Hargesty folded his hands in front of him. “Our satellites have detected definite changes in Russian military activities. It’s too early to detect any patterns. General McClain swears they’re staging for a major attack, as soon as they acquire targeting data. But he’s exhausted any means of breaking up the formations short of committing the Tridents.” There was that awful word again.
The president let out a pained sigh and closed his eyes momentarily.
“We need to turn our attention to the people. We’re in a race against time. Winter is just over the horizon,” the president said.
The president was at the end of his rope. The tit-for-tat exchange since the initial waves of nuclear bombs was down to a tolerable level — only two detonations reported the last twenty-four hours. But both sides were under unbelievable pressure to finish off the other before they collapsed. Communications were degrading; intelligence from satellites had dropped off, and conventional military forces were melting like heated butter. A breakdown in logistics left both sides floundering around the world. Only the remaining nuclear forces held the promise of a quick fix.
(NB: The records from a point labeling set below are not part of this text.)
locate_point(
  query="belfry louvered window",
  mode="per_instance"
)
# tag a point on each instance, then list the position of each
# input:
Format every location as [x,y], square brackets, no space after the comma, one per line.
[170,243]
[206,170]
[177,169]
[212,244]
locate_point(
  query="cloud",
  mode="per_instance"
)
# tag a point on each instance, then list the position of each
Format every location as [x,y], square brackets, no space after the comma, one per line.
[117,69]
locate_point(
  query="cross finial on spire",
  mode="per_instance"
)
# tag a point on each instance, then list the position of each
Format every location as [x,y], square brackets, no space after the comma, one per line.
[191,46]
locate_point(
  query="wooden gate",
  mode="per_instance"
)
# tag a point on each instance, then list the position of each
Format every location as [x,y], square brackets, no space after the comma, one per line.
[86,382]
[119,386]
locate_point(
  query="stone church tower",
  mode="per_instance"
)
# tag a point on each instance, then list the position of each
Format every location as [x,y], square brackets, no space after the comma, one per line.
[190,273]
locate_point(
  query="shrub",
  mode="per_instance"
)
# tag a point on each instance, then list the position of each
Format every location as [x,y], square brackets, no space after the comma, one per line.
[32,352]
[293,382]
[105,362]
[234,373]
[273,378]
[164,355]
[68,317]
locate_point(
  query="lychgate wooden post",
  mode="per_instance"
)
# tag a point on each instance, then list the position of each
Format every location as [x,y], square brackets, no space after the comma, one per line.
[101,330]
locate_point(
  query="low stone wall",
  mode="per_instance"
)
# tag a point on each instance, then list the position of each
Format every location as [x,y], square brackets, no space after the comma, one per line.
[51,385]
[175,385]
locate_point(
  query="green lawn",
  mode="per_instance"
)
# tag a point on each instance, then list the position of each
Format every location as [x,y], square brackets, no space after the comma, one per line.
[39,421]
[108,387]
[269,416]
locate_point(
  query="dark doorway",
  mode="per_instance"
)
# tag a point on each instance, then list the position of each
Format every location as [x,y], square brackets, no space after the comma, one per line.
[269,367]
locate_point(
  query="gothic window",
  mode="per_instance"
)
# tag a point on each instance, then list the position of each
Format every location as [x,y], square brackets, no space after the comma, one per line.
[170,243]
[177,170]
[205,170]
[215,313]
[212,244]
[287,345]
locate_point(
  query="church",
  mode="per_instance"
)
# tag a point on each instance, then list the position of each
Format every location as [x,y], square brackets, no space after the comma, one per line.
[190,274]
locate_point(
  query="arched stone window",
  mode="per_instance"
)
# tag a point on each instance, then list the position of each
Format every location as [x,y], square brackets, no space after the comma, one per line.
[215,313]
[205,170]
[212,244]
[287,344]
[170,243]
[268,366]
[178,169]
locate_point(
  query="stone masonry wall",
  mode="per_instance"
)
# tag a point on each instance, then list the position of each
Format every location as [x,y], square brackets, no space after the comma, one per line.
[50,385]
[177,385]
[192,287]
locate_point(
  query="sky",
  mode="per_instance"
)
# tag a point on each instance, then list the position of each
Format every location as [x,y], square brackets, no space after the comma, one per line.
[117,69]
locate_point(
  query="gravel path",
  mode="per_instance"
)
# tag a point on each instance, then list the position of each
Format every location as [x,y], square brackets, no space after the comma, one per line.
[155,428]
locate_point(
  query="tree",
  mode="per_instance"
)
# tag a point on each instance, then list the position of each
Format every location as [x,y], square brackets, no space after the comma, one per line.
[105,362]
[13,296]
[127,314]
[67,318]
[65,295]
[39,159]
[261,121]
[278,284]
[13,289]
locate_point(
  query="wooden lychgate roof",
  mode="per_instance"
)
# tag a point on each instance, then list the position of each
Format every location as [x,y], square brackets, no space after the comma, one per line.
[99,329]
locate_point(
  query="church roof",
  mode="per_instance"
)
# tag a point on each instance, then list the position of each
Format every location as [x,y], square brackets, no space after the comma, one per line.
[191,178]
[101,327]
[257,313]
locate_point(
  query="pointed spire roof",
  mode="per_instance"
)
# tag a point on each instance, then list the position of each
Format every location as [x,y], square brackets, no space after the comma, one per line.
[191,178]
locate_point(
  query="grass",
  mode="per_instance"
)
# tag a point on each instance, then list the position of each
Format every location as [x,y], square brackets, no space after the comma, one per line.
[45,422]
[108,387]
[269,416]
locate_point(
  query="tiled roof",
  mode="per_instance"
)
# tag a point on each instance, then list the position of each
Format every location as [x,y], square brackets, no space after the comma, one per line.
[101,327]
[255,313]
“I don’t care what the Russians are doing,” said the president softly, “I want to disengage our forces. I want to show the Russians we’re serious about negotiations.”
Hargesty let out a huff. “Untangling conventional forces will take quite a while, Mr. President. Maybe months. And I’m not sure if it makes sense.”
The president was unfazed. His troubled thoughts were elsewhere. “I understand how you feel. But I want it clearly understood that nothing is to be done that could jeopardize our efforts at negotiations. Our forces are to be disengaged as planned and only act in self-defense. Any offensive operations must be explicitly approved by me. That includes actions against third parties.” It was a short, well-rehearsed speech that he had given repeatedly in the last two days. The tone told the story. Military commanders were dragging their feet. No one wanted to throw away hard won gains.